IHT, 1/8/2008
QUITO, Ecuador: City Oriente, an oil company controlled by U.S. investors, ended its drilling and exploration contract with Ecuador's government 13 years early on Friday, transferring operations to a subsidiary of state-owned oil company Petroecuador.
Ecuador's government paid US$69 million to end City Oriente's 24-year contract and assume control over its jungle oil wells within three months, Oil and Mining Minister Galo Chiriboga said in a news release.
The contract was set to expire in 2021, but Panama-based City Oriente reached an agreement to pull out after six months of talks, resolving an arbitration suit over disputed back taxes the government claimed it owed.

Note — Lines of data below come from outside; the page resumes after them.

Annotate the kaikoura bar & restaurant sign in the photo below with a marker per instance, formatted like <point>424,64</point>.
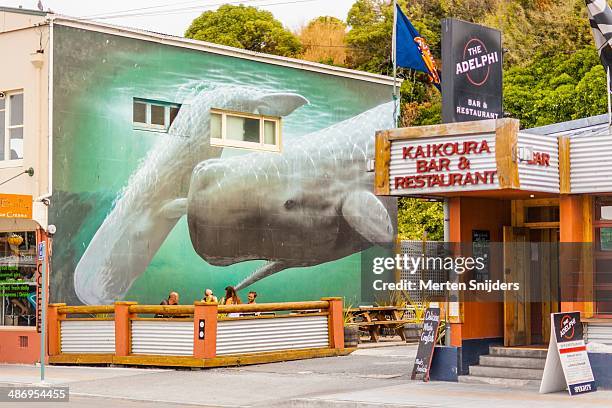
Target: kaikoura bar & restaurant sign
<point>462,157</point>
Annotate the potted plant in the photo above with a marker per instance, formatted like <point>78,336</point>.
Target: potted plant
<point>351,330</point>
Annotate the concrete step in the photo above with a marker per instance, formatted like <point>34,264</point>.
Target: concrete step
<point>505,372</point>
<point>503,382</point>
<point>512,362</point>
<point>517,352</point>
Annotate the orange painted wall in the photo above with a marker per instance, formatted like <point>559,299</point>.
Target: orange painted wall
<point>575,216</point>
<point>10,346</point>
<point>480,320</point>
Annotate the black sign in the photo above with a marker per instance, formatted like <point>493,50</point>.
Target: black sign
<point>471,72</point>
<point>572,353</point>
<point>567,327</point>
<point>427,342</point>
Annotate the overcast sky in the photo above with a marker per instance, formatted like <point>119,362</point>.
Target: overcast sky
<point>173,17</point>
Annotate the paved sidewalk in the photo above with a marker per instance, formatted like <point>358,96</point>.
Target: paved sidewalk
<point>369,378</point>
<point>451,395</point>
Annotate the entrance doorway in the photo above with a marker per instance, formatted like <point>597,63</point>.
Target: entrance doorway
<point>531,259</point>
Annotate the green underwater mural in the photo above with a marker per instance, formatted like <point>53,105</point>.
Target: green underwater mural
<point>136,221</point>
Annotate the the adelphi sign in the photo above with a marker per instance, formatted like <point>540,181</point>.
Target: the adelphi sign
<point>471,72</point>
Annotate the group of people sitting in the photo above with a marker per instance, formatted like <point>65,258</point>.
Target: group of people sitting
<point>231,297</point>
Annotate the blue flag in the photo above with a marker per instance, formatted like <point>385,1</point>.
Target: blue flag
<point>411,50</point>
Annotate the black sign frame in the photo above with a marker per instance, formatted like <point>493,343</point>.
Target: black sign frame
<point>472,73</point>
<point>427,343</point>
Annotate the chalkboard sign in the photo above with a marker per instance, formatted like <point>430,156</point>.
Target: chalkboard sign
<point>567,362</point>
<point>427,342</point>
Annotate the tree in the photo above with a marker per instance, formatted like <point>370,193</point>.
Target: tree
<point>245,27</point>
<point>557,88</point>
<point>323,40</point>
<point>416,216</point>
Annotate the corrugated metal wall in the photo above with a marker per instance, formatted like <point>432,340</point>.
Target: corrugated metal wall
<point>416,249</point>
<point>478,162</point>
<point>162,338</point>
<point>539,178</point>
<point>261,335</point>
<point>87,336</point>
<point>599,333</point>
<point>590,164</point>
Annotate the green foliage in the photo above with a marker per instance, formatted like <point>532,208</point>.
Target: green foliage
<point>245,27</point>
<point>557,88</point>
<point>416,216</point>
<point>369,39</point>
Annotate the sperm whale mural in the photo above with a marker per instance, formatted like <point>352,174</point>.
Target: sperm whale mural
<point>154,197</point>
<point>310,204</point>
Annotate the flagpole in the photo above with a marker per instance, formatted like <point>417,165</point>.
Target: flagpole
<point>609,100</point>
<point>394,57</point>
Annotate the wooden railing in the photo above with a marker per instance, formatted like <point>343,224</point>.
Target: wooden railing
<point>202,334</point>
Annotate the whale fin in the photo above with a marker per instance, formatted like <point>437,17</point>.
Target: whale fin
<point>267,269</point>
<point>174,209</point>
<point>279,104</point>
<point>367,215</point>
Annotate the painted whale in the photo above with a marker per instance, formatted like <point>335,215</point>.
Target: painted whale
<point>310,204</point>
<point>154,198</point>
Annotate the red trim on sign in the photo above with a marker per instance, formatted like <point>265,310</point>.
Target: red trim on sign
<point>572,349</point>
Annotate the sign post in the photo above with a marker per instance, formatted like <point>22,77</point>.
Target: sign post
<point>42,256</point>
<point>567,362</point>
<point>427,342</point>
<point>471,72</point>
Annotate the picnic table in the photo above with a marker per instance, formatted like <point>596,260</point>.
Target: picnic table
<point>374,318</point>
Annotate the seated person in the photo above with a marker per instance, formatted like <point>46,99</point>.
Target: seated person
<point>172,300</point>
<point>209,297</point>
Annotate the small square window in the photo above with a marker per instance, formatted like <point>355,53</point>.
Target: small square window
<point>605,239</point>
<point>11,126</point>
<point>16,143</point>
<point>215,125</point>
<point>173,112</point>
<point>154,115</point>
<point>158,115</point>
<point>16,110</point>
<point>606,213</point>
<point>140,112</point>
<point>269,132</point>
<point>244,130</point>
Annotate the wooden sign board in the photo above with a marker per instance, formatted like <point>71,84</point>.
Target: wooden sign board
<point>427,342</point>
<point>567,362</point>
<point>15,206</point>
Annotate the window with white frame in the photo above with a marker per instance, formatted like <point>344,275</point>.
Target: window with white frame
<point>244,130</point>
<point>154,115</point>
<point>11,126</point>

In 2006, Ecuador more than doubled taxes on windfall oil income — or earnings on oil sold above prices fixed in company contracts before prices skyrocketed — from 20 to 50 percent. President Rafael Correa last year signed a decree hiking the state's share of that income to 99 percent.
City Oriente sought to challenge those taxes before a World Bank arbitration court, but this week's settlement precludes that claim. Correa's government is currently renegotiating the contracts of four other foreign oil companies, including Paris-based Perenco and Brasil's Petrobras, to boost its share of their income.
"It's very gratifying ... to have reached a solution with good terms to this conflict with the state," City Oriente's chief executive Jose Paez said earlier this week.
City Oriente pumps some 3,000 barrels a day in Ecuador — less than 1 percent of the country's daily output of around 500,000 barrels.